騎士になった山賊、といった様子の男だった。
「どうしてそれを?」
「リリカの野郎は秘密保持の結界と声で話してたのに、あんたはそのままだっただろ? ありゃあいけねえな。あんなに大声で話してりゃあ、いくらリリカが結界を張ってくれてても、外に聞こえるってもんだろうがよ」
「なるほど、すみません、この街の技術に疎いもので」
酒の香りの息で、目つきの悪い男が言う。
「外の街の人間か」
「え、ええ……それでマギ様がどうかなされたのですか?」
「いや、なに。ちょっとコネがあるからな、会わせてやってもいいぜ?」
「でしたら、ギルドに向かいましょう。正式な依頼として……」
「おいおい、よせよせ。中抜きっていうのか? いや、意味は違うか、ともあれだ。仲介料とられちまったら損だろうが。それに、今ならいる場所を知ってるから会えるってだけだ。まあ、無理にとは言わねえが」
キジジ=ジキキは考える。
「供がいるのです、合流してからでも構いませんか?」
「ああ、一緒に行ってやるよ。
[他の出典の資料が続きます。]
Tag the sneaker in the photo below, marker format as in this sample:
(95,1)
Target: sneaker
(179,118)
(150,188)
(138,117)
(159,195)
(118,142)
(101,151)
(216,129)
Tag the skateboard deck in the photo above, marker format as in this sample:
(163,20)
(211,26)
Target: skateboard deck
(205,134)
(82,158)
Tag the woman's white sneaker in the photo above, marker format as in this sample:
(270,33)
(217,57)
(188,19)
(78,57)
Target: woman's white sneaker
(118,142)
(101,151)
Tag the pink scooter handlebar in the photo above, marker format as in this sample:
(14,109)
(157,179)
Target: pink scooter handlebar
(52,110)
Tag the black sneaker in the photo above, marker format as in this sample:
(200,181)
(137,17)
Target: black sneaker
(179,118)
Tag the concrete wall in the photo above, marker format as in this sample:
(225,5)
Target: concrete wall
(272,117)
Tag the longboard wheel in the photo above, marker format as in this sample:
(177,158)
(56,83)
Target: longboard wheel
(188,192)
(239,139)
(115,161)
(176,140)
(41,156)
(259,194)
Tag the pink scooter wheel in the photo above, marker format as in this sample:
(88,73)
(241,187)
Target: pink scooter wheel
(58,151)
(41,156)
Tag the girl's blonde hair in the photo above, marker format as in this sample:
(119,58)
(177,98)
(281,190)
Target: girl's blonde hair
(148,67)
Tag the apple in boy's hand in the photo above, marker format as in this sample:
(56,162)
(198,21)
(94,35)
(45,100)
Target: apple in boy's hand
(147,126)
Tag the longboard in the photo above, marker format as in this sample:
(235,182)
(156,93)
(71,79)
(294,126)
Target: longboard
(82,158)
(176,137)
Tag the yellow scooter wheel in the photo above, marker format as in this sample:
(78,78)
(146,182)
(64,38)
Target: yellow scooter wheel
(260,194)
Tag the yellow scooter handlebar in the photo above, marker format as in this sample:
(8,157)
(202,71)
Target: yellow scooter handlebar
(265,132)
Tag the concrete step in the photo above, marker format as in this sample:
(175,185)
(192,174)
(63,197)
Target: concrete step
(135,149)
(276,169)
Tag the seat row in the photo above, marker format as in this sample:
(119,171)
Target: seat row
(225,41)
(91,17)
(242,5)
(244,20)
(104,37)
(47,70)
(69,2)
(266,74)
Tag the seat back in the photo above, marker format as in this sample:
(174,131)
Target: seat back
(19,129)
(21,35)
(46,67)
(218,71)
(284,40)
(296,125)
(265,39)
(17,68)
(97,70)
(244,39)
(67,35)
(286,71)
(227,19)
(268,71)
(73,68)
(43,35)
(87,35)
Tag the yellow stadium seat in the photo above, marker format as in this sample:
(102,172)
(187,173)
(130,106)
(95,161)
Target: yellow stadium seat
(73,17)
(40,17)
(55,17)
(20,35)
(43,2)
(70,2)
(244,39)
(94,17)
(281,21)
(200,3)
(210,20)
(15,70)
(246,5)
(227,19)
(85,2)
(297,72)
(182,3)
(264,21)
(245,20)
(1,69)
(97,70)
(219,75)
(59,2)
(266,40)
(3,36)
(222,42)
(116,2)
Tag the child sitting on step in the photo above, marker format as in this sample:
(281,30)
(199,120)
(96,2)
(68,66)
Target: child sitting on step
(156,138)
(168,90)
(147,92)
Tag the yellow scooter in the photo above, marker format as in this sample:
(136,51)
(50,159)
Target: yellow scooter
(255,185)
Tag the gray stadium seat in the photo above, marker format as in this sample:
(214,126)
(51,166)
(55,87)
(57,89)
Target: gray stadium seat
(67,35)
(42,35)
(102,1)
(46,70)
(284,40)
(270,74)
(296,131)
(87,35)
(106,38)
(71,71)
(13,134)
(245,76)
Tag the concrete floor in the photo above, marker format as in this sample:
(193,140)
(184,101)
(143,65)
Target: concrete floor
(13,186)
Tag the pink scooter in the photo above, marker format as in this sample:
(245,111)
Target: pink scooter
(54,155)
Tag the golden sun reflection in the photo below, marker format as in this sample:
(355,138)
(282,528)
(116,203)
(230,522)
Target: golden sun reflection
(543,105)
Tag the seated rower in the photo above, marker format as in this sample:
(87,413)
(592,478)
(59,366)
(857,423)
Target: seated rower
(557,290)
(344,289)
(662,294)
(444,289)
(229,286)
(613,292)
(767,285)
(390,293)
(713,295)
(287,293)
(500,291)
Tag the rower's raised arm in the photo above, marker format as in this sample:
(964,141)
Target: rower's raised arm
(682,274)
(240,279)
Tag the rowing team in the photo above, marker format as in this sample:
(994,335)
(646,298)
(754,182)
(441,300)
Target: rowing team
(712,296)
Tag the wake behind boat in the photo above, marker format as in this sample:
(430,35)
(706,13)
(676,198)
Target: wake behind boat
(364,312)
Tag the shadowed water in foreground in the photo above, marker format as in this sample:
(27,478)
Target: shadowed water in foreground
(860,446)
宿ならたぶんこっちだな、サービスで案内してやるよ」
彼女は男についていくことにした。
その視線が、焼き鳥の露店を振り向くが、ちょうど売り切れてしまったようで。
吐いた息からは、少しだけ空腹の香りがした。
また後で買いにくればいい。
そう思いつつ、彼女は男の後を進んだ。
◇
宿屋街がある場所へ案内すると男に言われ。
キジジ=ジキキは路地裏の道を進む。
足音が妙に気になる。
どんどんと暗い場所へと進んでいる。
ネズミさえも通らない暗い道に、女は訝しむように声を漏らした。
「あの、なんだか治安が悪そうな場所なのですが……」
「そりゃあ宿屋街は娼館が並ぶ場所でもあるからな、ちょっとはこうなるだろうさ」
「召喚? この街では召喚魔術も盛んなのですね」
「何にも知らねえんだな。どっかの箱入り娘なのか?」
空気が、おかしくなっていた。
なぜか足音が増えている。
誰かが、待ち伏せしている?
「その、すみません――やっぱり、一度ギルドに戻っても」
「いいわけねえだろう?」
ザン――っと。
路地裏の冷たい壁に女を押し付け、男は女の白い頬の間近に、刃物をつきつけていた。
刃から、銀の香りが漂う中。
目つきの悪い男は、筋肉質な巨体で逃げ場を奪うように、顔を近づけ――。
下卑た吐息が、女の肌を僅かに濡らす。
「このオレの顔を知らねえって事は、本当に隣町から来やがったんだな。やっぱ、関所の連中をぶっ殺しといて正解だったな。危うく、親父にバレるところだったじゃねえか」
「これは、どういうことです……っ」
刃物の腹が、揶揄うようにキジジ=ジキキの頬を撫でる。
「はは、とぼけるんじゃねえよ。噂はもう聞いてるんだろう? オレの名はダイン。いまからてめえを弄ぶ、イケてる男の名前だ」
ダイン。
その名に、脳が揺れる。
キジジ=ジキキは、息を呑んだ。
男の正体に、その時ようやく気が付いたのだ。
良き偶然の出会いがあるように。
世の中には、悪しき偶然もまた、存在したのだろう。
魔女姫キジジ=ジキキは今、悪意の中に晒されていた。